# Help, I have hobbit feet!!!



## Keeks (Oct 22, 2010)

I've just been on a 4 day hen party weekend to Magaluf and my feet have swollen so much they look like hobbit feet and I have cankles. I have been drinking every night but didnt get that drunk, and havent drunk as much water as I usually so not sure if its just really bad water retention??? They do feel really really uncomfortable and a little bit tingly. Ive just got in bed and raised them slightly but legs feel quite heavy too.

They seemed to swell more at nights but think this was due to standing/dancing etc at night but flew back today and they have swollen again.
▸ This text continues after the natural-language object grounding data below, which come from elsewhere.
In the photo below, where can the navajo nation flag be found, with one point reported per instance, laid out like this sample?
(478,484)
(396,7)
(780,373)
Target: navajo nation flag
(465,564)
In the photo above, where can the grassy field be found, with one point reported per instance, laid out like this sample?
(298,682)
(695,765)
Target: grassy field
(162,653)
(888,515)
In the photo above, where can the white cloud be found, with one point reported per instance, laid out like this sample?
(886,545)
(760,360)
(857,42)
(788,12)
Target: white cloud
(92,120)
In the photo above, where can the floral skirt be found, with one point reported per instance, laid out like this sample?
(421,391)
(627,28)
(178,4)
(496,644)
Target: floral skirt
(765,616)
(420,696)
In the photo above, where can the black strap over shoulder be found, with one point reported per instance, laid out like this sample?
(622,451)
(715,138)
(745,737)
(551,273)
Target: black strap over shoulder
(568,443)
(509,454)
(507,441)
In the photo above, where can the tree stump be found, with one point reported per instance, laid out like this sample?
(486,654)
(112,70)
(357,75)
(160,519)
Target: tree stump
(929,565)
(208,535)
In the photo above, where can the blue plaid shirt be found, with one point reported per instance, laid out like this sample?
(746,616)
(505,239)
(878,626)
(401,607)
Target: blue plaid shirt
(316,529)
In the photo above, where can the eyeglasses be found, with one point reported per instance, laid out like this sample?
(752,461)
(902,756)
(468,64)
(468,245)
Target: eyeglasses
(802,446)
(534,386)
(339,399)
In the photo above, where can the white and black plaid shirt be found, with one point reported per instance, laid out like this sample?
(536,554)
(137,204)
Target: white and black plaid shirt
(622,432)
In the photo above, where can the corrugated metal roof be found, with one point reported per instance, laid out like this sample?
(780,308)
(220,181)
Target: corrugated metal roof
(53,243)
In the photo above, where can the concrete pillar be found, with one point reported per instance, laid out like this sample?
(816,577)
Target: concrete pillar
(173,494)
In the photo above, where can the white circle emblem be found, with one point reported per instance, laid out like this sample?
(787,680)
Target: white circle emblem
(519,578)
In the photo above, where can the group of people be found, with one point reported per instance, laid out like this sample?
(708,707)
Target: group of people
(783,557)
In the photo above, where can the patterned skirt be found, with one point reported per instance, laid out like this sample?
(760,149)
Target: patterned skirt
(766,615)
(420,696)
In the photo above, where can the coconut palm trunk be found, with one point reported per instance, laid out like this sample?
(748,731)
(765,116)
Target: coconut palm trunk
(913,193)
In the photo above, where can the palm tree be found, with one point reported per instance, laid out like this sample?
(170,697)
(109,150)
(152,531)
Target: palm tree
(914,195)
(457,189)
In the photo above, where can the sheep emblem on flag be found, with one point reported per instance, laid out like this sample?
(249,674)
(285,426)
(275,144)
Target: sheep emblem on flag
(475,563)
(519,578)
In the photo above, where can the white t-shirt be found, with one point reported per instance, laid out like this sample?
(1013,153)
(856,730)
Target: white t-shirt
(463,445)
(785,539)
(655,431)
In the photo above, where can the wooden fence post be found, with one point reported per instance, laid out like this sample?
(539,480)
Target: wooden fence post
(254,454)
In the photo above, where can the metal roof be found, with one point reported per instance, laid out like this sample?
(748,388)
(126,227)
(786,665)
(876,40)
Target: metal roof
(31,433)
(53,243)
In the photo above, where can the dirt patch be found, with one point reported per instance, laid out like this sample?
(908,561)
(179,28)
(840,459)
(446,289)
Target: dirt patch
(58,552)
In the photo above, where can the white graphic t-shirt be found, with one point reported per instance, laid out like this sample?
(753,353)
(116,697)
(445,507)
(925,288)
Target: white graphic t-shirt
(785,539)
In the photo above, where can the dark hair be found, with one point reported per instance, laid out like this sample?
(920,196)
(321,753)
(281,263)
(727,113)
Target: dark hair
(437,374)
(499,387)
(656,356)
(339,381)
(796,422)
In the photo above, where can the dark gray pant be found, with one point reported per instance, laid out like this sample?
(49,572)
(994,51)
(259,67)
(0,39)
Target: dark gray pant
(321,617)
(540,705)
I did keep feet moving as much as possible on the plane.

Im trying to get some water down now but dont know if theres anything else I should be doing?


----------



## Natty.Solider (May 4, 2012)

I was out with some girls the other night, and when we got back in she was complaining of fat feet haha. Didnt read too much into it as it was 6am in the morning, I was awake for 20 hours and required meal 8 lol, so the only thing on my mind was chicken and rice. I think it was to do with her shoes! Pretty sure we danced for about 4 hours straight.


----------



## Thunderstruck (Sep 20, 2010)

Get someone to give you a nice foot massage, will help disperse the fluid and relax the muscles and reduce the tension....... im happy to help :thumb:


----------



## Keeks (Oct 22, 2010)

I get swollen feet after a night out but never been like this, the feel really puffy and they swelled that much the other night, they wouldnt bend so just had to sort of shuffle about. They have also swollen around the ankles so know its not just the shoes Ive been wearing and have been wearing flip flops too so just dont know if its just really bad water retention or maybe something I should worry about??


----------



## badly_dubbed (Nov 21, 2011)

Here's an idea...

Was alcohol involved?

It reduces hydration,Too little fluid intake and the body will seek to maintain fluid balance by holding onto fluids by decreasing urination. Decreased urination will lead to decreased excretion of sodium which, in turn, can lead to oedema or fluid retention in places fluid should not be retained: i.e., puffy ankles!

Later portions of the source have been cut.